Definitions

jewel casket

Don Carlos

[kahr-lohs, -luhs; Sp. kahr-laws]
This article refers to the opera Don Carlos (Don Carlo when performed in Italian translation) by Giuseppe Verdi.
For other uses, see Don Carlos (disambiguation)
.

Don Carlos is a five-act Grand Opera composed by Giuseppe Verdi to a French language libretto by Camille du Locle and Joseph Méry, based on the dramatic play Don Carlos, Infant von Spanien ("Don Carlos, Infante of Spain") by Friedrich Schiller. The story is based on conflicts in the life of Carlos, Prince of Asturias (1545-1568) after his betrothed Elisabeth of Valois was married instead to his father Philip II of Spain as part of the peace treaty ending the Italian War of 1551-1559 between the Houses of Habsburg and Valois. It received its first performance at the Théâtre Impérial de l’Opéra on 11 March 1867.

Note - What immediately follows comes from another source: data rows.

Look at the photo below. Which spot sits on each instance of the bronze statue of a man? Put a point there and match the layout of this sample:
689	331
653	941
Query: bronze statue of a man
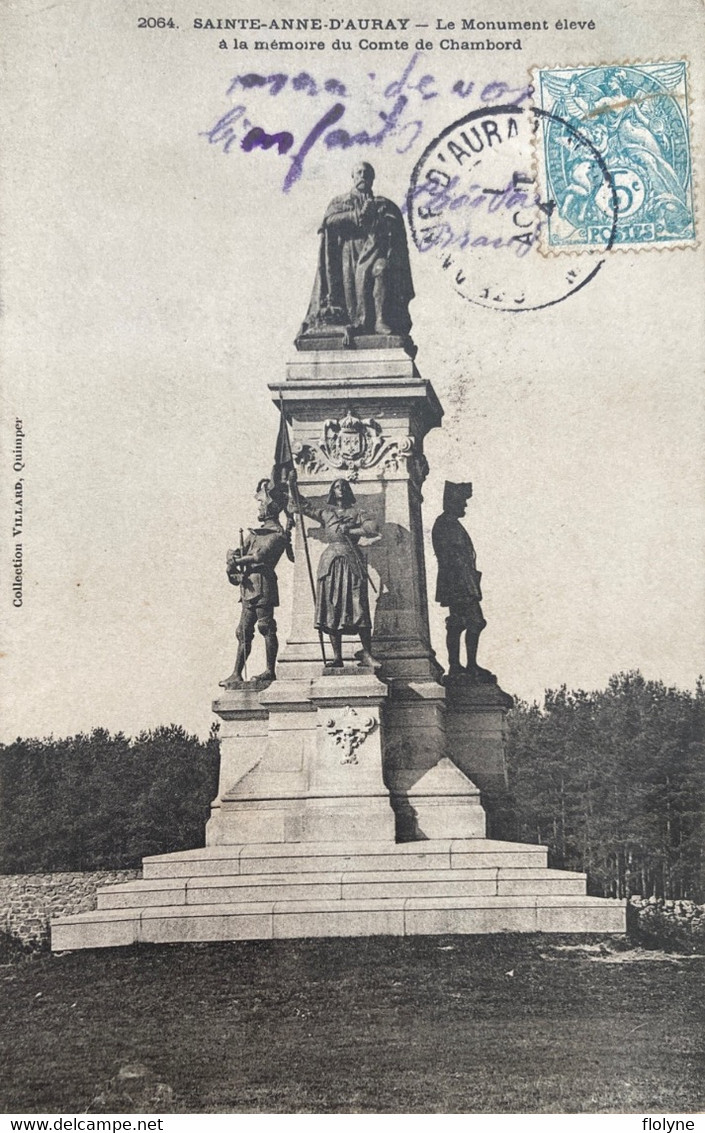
458	584
252	567
364	278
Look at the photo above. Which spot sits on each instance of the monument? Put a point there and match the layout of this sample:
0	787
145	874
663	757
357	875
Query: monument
357	778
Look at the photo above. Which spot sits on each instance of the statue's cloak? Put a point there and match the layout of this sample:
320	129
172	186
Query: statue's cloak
354	250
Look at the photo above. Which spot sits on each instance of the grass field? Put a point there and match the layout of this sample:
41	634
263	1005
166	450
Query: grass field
382	1024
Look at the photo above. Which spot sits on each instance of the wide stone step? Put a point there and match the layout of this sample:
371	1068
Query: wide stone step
332	857
372	917
340	886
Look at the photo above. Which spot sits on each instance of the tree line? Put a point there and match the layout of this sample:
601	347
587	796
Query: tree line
102	801
612	782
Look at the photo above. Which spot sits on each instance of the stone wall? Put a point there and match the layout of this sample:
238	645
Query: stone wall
27	901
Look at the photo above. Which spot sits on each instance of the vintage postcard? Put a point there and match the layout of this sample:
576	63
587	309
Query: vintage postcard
289	270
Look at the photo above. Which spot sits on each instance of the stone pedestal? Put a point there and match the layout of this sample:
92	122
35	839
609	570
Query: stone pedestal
363	414
475	727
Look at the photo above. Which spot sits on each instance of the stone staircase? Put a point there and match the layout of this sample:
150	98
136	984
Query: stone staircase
277	891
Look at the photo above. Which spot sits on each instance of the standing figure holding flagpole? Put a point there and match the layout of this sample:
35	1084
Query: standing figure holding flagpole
342	601
340	593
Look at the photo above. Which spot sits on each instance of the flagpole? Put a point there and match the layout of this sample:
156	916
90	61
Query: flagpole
297	501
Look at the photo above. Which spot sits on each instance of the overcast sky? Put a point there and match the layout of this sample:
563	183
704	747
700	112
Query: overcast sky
153	284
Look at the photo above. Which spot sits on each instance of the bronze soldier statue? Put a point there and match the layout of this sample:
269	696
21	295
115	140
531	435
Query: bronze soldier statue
458	585
252	567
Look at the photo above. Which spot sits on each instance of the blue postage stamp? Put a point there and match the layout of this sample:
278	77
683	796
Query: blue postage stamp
613	156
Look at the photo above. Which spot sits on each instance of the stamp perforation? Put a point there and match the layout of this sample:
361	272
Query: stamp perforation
538	160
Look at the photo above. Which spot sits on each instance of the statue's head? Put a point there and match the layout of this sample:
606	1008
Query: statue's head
456	497
271	497
363	176
340	494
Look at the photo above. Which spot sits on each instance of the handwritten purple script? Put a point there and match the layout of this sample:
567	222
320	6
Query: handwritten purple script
433	199
398	120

Over the next twenty years, cuts and additions were made to the opera, resulting in a number of versions being available to directors and conductors. No other Verdi opera exists in so many versions. At its full-length (including the ballet and the cuts made before the first performance), it contains about four hours of music, and is Verdi's longest opera.

Revisions and translation

Pre-première cuts and first published edition

Verdi made a number of cuts in 1866, after finishing the opera but before composing the ballet, simply because the work was becoming too long. These comprised:

  • a duet for Elisabeth and Eboli in Act 4, Scene 1
  • a duet for Carlos and the King after the death of Posa in Act 4, Scene 2
  • an exchange between Elisabeth and Eboli during the insurrection in the same scene

After the ballet had been composed, it emerged during the 1867 rehearsal period that, without further cuts, the opera would not finish before midnight (the time by which patrons would need to leave in order to catch the last trains to the Paris suburbs). Verdi then authorised some further cuts, as follows:

  • The introduction to Act 1, with a chorus of woodcutters and their wives, and including the first appearance of Elisabeth
  • A short entry solo for Posa ("J'étais en Flandres") in Act 2, Scene 1
  • Part of the dialogue between the King and Posa at the end of Act 2, Scene 2

The opera, as first published at the time of the première, consisted of Verdi's original conception, minus all of the above cuts but including the ballet.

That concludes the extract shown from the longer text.